Experience showed that the Chechen captivity is the most horrid, the
most inhuman and barbaric thing that can ever happen,” Lubov Rodionova
believes.
As soon as she learned that her son was a captive of
Chechen
guerrillas, she started looking for him all over Chechnya for nine
months. She had to go through every horror imaginable. “I think that
God was watching over me. I was walking along mined roads, but I did
not step on a bomb. He protected me from bombings, he did not let me
die, because my duty was to find my son, to bury him on his native
land, according to Christian traditions. I have realized that recently.
When I was walking along those military roads, I just kept silence,
praying to God in my heart.”
Chechen bandits murdered Evgeny Rodionov
on May 23, 1996 in the Chechen settlement of Bamut. Russian troops
occupied the village the next day. Lubov Rodionova learned about her
son’s death only in September. She had to put a mortgage on her own
apartment in order to find Evgeny’s body and to take it away along with
the bodies of his murdered friends. A Chechen man agreed to show her
the place, where Evgeny was buried. She had to pay him a lot of money
for that.
“When I came to Chechnya in the middle of February, a
living
private cost ten million rubles. This price was 50 million in August. A
friend of mine was told to pay 250 million rubles for her son, since he
was an officer. It was nighttime, when I and some sappers were digging
the pit, in which the bodies of four Russian soldiers were thrown. I
was praying all the time, hoping that my Evgeny was not going to be
there. I could not and did not want to believe that he was murdered.
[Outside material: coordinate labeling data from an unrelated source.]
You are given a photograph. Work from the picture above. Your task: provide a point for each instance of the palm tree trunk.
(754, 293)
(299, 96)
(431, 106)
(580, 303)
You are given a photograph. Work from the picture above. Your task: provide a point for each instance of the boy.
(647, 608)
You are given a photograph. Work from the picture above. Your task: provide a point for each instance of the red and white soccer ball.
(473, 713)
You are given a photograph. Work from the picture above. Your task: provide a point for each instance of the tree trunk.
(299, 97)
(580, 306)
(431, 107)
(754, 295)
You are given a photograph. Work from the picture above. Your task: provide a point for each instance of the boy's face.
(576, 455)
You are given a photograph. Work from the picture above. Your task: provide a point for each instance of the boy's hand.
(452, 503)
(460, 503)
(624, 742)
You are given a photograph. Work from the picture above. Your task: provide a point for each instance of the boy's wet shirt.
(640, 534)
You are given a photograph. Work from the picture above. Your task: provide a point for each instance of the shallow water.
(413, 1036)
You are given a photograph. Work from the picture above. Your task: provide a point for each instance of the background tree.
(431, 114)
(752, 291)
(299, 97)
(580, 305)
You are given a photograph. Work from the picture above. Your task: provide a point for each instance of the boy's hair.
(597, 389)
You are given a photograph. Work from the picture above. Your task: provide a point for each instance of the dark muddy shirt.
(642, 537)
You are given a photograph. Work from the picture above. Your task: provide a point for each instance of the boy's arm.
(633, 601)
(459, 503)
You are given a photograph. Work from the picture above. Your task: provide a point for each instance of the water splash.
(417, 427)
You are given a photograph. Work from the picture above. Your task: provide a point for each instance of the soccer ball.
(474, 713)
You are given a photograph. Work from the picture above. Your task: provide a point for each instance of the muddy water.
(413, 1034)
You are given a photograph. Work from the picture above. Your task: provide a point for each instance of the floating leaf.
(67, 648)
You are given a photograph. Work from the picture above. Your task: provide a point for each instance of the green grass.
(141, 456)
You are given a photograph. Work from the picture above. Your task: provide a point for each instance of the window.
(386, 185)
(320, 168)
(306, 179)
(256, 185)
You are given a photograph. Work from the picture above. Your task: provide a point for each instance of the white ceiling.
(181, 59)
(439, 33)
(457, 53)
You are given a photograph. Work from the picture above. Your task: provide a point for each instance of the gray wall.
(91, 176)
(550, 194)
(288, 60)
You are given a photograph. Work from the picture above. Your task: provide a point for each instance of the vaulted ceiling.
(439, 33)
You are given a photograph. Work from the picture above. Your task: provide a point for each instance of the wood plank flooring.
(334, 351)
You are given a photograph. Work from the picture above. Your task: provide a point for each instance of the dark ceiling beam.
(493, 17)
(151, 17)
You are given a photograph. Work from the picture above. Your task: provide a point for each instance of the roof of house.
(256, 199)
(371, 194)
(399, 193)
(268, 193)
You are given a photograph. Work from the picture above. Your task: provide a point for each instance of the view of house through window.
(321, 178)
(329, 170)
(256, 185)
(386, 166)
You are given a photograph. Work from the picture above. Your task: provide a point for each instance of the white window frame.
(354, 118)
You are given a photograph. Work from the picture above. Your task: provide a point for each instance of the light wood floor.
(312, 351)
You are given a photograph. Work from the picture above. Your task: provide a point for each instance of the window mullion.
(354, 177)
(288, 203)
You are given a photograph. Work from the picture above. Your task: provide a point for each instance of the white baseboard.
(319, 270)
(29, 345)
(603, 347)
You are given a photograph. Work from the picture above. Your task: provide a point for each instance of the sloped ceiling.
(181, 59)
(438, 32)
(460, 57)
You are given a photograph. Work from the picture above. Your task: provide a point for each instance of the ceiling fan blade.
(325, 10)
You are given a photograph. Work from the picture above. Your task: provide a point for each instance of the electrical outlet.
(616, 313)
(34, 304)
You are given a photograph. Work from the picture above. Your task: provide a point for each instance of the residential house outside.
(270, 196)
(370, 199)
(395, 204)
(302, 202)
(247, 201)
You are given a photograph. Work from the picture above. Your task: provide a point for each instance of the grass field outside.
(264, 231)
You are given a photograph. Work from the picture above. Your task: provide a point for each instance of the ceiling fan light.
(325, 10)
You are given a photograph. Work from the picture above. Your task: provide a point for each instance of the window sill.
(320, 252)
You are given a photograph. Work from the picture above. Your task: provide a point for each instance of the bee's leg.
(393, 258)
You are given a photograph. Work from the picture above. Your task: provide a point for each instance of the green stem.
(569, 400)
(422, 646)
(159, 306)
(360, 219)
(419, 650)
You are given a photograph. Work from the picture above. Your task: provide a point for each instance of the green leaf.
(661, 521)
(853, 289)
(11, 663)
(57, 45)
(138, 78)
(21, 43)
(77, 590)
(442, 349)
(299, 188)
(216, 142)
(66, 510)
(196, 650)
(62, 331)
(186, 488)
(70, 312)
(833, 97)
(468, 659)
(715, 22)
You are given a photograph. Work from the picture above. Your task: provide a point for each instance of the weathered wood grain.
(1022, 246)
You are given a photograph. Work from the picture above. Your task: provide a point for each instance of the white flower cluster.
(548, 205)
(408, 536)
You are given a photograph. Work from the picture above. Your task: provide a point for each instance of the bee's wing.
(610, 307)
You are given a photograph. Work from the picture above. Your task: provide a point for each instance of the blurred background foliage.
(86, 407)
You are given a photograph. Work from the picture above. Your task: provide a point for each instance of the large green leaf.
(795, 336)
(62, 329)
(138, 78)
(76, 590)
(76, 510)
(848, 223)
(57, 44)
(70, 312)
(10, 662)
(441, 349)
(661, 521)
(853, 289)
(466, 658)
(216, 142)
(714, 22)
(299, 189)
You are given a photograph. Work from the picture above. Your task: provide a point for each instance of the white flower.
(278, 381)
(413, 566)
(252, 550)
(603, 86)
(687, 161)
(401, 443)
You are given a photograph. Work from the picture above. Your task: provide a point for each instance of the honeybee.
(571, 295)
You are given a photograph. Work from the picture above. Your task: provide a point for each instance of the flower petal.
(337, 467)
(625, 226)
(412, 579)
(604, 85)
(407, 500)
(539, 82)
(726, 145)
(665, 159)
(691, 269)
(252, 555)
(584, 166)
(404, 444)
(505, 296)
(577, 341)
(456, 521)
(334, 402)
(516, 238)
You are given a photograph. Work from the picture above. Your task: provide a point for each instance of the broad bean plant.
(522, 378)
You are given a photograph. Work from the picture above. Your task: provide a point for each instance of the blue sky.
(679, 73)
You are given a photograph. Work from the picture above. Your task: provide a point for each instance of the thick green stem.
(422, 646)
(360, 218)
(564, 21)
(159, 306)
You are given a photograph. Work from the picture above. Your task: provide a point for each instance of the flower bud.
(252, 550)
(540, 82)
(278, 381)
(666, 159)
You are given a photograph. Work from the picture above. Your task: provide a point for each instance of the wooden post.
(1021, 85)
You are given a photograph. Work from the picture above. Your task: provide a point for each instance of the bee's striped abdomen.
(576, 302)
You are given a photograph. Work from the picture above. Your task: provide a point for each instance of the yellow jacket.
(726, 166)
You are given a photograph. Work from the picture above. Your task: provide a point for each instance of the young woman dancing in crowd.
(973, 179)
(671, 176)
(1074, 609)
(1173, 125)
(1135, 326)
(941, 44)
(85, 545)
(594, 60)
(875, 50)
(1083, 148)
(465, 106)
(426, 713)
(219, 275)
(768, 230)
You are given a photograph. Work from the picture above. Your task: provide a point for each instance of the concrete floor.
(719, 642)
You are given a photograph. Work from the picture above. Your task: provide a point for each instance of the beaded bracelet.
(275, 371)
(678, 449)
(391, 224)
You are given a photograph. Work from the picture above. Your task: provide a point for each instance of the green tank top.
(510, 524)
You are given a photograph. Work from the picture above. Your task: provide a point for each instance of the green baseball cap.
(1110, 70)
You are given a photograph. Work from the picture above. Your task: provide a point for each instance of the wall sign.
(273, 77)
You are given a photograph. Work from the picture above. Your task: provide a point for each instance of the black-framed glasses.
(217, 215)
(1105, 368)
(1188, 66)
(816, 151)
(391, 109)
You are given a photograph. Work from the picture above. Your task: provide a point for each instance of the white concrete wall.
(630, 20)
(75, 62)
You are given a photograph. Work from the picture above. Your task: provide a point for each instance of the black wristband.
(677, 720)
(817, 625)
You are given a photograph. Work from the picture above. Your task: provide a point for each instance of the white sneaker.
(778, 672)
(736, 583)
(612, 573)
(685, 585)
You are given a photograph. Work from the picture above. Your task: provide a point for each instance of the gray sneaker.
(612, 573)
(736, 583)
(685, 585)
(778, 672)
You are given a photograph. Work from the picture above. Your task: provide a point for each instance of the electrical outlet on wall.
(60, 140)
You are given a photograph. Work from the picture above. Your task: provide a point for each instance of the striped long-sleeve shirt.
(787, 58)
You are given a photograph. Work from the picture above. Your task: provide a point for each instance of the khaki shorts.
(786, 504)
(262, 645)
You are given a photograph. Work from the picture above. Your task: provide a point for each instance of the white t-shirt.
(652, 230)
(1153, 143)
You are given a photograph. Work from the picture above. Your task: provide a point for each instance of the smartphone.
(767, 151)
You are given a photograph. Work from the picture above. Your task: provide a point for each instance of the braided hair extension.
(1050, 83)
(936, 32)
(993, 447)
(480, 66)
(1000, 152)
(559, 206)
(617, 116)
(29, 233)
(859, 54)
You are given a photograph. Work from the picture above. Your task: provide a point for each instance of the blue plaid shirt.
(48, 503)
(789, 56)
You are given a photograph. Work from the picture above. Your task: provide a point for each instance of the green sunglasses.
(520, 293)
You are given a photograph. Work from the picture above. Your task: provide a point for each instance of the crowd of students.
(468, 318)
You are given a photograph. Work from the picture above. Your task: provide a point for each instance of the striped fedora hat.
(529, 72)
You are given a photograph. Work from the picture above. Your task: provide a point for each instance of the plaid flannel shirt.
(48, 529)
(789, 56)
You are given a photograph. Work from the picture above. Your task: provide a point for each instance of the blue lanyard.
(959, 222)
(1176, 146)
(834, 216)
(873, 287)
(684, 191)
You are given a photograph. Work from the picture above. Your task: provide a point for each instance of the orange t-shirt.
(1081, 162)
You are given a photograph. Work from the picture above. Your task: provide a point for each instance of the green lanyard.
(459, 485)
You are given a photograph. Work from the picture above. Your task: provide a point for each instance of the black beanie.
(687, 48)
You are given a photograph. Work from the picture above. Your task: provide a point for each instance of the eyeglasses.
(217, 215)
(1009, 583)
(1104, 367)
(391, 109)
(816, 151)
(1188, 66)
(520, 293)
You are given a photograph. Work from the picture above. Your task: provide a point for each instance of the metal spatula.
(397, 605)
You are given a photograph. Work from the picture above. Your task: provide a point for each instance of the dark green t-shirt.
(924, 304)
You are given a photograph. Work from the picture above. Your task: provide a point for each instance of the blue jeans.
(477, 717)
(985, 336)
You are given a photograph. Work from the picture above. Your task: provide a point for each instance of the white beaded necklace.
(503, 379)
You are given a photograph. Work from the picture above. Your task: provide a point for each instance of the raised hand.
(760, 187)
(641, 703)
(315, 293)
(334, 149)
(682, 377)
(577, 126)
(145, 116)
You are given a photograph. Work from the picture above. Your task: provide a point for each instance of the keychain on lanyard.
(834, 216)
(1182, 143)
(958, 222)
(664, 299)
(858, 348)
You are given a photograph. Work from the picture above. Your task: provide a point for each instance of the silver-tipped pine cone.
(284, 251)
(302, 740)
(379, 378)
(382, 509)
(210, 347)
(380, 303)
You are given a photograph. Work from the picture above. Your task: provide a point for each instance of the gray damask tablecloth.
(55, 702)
When we were taking out the remnants, I recognized his boots. However,
I still refused to accept the fact of his death, until someone found
his cross. Then I fainted.” Evgeny Rodionov was murdered by Ruslan
Khaikhoroyev. This bandit confessed that himself. “Your son had a
choice to stay alive. He could have converted to Islam, but he did not
agree
to take his cross off. He also tried to escape once,” said
Khaikhoroyev. The guerrilla was killed together with his bodyguards on
August 23, 1999 in a fight between armed Chechen groups.
When Lubov
Rodionova came back home, Evgeny’s father died five days after the
funeral. He could not stand the loss of his son. Archpriest Dmitry
Smirnov, acting chairman of the Moscow Patriarchate department for
cooperation with the Armed Forces, says that Evgeny Rodionov will
definitely be canonized. The adequate inquiry has already been made,
although more information about Evgeny's fate is needed. Father Dmitry
said that Evgeny would be canonized as soon as the information was
collected.
A sign in memory of the brave Russian border guard was put
at the entrance to the school, where he studied. There was also a
documentary released about him. The writings on Evgeny’s grave cross
run: “Russian soldier Evgeny Rodionov is buried here. He defended his
Fatherland and did not disavow Christ. He was executed on May 23, 1996,
on the outskirts of Bamut.” “We know that he had to go through
horrible, long-lasting sufferings that could be compared to the ones of
great martyrs in ancient times. They were beheaded, dismembered, but
they remained devoted to Jesus Christ anyway,” priest Alexander
Shargunov said during the requiem in Evgeny Rodionov’s memory.